(1185-B) Generation and characterisation of a panel of human iPSC-derived neurons and microglia carrying early and late onset relevant mutations for Alzheimer’s disease
Monday, February 5, 2024
2:00 PM – 3:00 PM EST
Location: Exhibit Halls AB
Abstract: Introduction Alzheimer’s disease (AD) is the most common type of dementia, contributing 60-70% of cases, and affecting more than 24 million people worldwide. There are no disease-modifying treatments available and existing drugs only treat the symptoms and not the root cause of the disease. Development of therapies for AD is hampered because less than 10% of findings derived from preclinical animal models can be translated to humans. Patient-derived induced pluripotent stem cells (iPSCs) enable generation of in vitro models that can recapitulate human disease phenotypes. However, conventional human iPSC differentiation protocols are lengthy, inconsistent, and difficult to scale. The lack of genetically matched controls for patient-derived models further complicates the investigation of disease phenotypes. We have developed opti-ox™, a robust iPSC reprogramming technology that overcomes these limitations and enables generation of mature cell types and disease models, at scale. Our objective was to generate a panel of disease model cells in ioGlutamatergic Neurons, ioGABAergic Neurons and ioMicroglia to enable investigation of the most common AD mutations and accelerate drug discovery.
Material and Methods We used CRISPR/Cas-9 gene editing to generate iPSC-derived glutamatergic and GABAergic neurons carrying the mutations APP V717I, APP KM670/671NL and PSEN1 M146L, and microglia carrying the mutations APOE C112R (converts the wild-type APOE3 allele to APOE4) and TREM2 R47H.
Results Characterisation of our AD disease models shows that the expression profiles of key cell-type specific markers are highly similar to their wild type controls.

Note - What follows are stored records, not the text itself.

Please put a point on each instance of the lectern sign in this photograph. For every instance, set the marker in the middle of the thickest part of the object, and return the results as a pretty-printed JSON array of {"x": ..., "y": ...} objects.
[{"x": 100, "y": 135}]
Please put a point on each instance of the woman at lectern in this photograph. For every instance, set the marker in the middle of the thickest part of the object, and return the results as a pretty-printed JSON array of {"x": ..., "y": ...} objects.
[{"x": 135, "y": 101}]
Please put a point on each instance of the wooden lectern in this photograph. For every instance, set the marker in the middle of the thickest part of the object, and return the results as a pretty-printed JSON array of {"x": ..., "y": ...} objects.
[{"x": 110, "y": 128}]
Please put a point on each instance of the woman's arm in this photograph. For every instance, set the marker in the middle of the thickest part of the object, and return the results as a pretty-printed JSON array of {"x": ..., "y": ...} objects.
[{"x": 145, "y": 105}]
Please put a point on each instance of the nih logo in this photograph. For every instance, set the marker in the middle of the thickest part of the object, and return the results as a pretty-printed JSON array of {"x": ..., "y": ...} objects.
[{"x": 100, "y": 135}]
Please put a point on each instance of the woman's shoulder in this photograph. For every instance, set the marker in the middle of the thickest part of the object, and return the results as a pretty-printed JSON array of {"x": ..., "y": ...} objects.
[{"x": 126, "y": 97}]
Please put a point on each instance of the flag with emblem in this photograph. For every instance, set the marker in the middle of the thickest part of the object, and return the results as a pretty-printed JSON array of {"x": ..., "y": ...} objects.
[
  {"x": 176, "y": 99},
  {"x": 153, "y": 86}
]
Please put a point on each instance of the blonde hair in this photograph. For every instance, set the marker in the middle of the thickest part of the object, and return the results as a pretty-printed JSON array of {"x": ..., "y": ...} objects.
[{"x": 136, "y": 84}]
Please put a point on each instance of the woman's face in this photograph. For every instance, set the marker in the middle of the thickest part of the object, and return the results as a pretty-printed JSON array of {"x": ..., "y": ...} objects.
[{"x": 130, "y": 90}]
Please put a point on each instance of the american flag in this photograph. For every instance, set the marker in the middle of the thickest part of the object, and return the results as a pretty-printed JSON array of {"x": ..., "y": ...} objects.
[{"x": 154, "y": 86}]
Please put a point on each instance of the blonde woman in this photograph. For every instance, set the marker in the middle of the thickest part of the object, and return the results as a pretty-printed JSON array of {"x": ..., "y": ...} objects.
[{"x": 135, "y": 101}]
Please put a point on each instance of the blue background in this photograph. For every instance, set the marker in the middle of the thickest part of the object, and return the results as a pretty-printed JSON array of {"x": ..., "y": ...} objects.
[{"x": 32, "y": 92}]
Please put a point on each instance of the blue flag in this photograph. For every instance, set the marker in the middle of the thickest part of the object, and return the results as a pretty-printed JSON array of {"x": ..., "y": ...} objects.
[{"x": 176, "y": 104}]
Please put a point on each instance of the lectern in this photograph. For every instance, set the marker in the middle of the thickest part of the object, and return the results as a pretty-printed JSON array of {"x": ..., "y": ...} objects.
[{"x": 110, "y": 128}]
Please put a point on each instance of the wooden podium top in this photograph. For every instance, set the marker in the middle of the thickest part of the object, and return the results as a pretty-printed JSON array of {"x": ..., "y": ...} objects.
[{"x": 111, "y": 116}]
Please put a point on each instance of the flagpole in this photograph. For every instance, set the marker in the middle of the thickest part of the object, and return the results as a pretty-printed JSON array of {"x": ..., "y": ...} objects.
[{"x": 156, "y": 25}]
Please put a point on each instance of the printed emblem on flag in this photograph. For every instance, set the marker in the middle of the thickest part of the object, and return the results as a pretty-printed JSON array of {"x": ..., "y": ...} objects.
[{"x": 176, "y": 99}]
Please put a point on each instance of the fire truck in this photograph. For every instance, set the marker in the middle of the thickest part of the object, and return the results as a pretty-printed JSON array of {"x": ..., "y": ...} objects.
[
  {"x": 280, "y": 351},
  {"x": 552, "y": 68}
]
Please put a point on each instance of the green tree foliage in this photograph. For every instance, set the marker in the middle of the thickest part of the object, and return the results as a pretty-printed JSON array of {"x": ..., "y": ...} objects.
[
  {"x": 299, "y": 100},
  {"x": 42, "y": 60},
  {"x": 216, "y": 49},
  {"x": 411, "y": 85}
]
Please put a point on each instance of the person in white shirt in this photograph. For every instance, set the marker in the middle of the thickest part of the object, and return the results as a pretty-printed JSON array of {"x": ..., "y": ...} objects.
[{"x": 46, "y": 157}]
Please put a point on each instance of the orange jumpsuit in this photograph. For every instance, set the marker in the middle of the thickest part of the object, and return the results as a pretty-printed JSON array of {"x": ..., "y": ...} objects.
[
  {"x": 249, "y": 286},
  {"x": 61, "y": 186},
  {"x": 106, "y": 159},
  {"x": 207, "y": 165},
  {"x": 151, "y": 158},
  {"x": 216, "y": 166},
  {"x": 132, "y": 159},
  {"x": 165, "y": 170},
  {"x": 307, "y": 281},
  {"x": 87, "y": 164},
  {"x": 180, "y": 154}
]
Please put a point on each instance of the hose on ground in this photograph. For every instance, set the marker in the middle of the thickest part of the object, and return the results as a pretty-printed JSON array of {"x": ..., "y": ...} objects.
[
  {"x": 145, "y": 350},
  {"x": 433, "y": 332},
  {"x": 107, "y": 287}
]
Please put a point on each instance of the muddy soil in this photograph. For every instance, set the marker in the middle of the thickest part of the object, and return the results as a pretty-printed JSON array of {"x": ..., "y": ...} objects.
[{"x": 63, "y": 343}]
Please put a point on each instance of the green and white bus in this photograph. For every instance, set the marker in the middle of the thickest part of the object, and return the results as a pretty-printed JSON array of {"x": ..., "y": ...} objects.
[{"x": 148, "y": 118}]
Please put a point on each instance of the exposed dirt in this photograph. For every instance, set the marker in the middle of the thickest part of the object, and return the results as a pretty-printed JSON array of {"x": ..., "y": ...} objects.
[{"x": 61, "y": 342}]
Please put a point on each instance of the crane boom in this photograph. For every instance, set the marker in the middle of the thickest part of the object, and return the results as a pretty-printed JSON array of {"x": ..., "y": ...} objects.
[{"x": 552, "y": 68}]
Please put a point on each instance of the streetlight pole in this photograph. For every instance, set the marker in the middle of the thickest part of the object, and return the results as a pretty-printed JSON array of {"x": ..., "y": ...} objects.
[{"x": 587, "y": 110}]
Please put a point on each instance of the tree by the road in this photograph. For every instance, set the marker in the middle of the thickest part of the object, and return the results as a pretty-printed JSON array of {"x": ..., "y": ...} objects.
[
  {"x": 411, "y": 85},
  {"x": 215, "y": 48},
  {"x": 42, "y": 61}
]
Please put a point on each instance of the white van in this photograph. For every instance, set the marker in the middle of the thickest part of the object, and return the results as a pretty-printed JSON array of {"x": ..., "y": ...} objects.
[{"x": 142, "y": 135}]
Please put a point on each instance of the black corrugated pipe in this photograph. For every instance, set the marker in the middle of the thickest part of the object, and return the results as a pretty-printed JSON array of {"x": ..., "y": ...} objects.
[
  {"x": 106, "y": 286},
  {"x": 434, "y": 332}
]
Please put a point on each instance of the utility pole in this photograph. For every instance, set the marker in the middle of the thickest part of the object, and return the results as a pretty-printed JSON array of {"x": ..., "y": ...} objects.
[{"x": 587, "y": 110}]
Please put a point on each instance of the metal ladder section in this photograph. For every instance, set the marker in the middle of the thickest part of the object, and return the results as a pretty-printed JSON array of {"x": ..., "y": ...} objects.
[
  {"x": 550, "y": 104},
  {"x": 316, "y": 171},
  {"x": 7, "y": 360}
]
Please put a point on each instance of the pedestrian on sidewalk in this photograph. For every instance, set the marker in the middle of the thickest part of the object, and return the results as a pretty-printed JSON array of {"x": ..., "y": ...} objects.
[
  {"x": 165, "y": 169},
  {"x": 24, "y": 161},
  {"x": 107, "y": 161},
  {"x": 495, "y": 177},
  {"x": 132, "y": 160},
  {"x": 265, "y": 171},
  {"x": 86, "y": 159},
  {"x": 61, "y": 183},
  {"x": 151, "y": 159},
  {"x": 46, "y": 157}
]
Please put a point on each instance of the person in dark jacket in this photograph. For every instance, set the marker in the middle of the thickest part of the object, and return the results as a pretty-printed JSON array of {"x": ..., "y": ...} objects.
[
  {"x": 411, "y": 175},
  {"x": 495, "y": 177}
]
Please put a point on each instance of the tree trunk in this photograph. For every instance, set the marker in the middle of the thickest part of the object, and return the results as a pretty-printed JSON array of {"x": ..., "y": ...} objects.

We demonstrate that the ioMicroglia disease models show either reduced or similar phagocytic activity and cytokine responses compared to the wild type control.
Conclusions Using opti-ox technology we have produced a panel of hiPSC-derived Alzheimer’s disease model cells for research and drug discovery. The panel offers an accessible, consistent, and functional system for investigating the impact of the disease mutations in human neuronal and glial cells enabling research into molecular mechanisms and treatments for AD.